GOOGLE RECEIVED 2.4M ‘RIGHT TO BE FORGOTTEN’ REQUESTS SO FAR

February 28, 2018 - Written By Alexandra Burlacu
Europe introduced a “right to be forgotten” law back in May 2014, allowing users to ask search engines to remove personal information about them that’s no longer relevant or current. Since then, Google has received more than 2.4 million such requests to remove data from its results, the company revealed in its latest transparency report. Google has not honored all of the requests it received, but it did comply with 43.3-percent of them. In a bid to expand its right to be forgotten transparency reports, Google also notes that it will start adding more data from the past two years, since its reviewers began to manually annotate URL submissions back in January 2016.
The new information will further detail a breakdown of the requests received from private users, as well as non-private users such as companies or government officials. Google will also detail the contents of takedown requests, associated websites, and delisting rates, i.e. the rates at which it removes content when asked. Among various reasons for filing right to be forgotten requests, the most common one amounting to 24-percent of cases pertains to “professional information.” “Self-authored” follows with ten-percent, crime accounts for eight-percent, while “professional wrongdoing” makes up seven-percent of the submissions. For the sake of transparency, Google further provided examples of takedown notices it received, as well as their context and eventual outcomes.
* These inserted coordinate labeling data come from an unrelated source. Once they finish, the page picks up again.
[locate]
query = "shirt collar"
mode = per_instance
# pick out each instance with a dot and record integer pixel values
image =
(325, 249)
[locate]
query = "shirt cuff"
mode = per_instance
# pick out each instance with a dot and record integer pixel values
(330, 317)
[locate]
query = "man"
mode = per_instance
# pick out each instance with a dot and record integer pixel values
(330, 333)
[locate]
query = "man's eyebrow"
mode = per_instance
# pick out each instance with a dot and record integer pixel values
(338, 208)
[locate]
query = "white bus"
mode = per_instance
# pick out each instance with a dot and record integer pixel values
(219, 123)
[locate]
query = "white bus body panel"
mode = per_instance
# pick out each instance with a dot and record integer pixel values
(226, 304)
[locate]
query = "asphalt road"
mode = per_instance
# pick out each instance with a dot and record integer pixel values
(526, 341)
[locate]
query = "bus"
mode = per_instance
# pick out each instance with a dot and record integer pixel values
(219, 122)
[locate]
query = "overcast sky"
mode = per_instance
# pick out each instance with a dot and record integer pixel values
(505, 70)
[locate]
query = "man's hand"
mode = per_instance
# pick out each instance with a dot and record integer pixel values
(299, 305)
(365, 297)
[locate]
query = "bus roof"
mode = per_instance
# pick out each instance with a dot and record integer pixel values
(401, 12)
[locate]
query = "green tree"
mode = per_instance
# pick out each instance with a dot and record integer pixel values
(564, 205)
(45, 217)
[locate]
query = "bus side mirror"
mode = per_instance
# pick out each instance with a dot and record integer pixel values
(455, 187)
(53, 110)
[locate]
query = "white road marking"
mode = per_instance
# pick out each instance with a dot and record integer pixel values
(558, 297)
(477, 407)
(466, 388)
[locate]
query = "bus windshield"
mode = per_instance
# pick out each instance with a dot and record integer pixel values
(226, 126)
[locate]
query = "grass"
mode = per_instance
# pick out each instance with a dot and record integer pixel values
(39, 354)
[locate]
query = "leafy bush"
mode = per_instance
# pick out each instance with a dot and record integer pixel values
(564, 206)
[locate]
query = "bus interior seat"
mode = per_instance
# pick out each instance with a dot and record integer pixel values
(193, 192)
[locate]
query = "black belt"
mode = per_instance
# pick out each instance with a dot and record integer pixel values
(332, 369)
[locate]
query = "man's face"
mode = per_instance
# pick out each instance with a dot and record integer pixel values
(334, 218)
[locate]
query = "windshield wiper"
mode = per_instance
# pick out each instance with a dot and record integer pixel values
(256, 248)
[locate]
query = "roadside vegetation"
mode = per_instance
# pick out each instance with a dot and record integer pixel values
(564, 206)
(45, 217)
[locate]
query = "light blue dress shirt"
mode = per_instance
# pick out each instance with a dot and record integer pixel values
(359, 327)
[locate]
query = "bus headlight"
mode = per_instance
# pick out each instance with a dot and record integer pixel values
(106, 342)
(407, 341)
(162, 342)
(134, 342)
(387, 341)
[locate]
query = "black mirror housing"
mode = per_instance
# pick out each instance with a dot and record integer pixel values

Detailing the nature of the right to be forgotten requests it has received so far, Google notes that roughly a third of all requests were tied to directory services and social media. Other requests were related to legal history information found either in news articles (18-percent) or on government websites (three-percent). Google complies with the right to be forgotten requests if the information requiring delisting is inaccurate, irrelevant, inadequate, or excessive. If the information would serve a public interest by being available in search results, the company may not comply with a takedown request. Google is issuing transparency reports to explain how it decides whether to comply with a request or not, and how users are exercising their right to be forgotten. According to Google’s latest report, private individuals accounted for 89-percent of all right to be forgotten requests filed from mid-2014 until the turn of this year.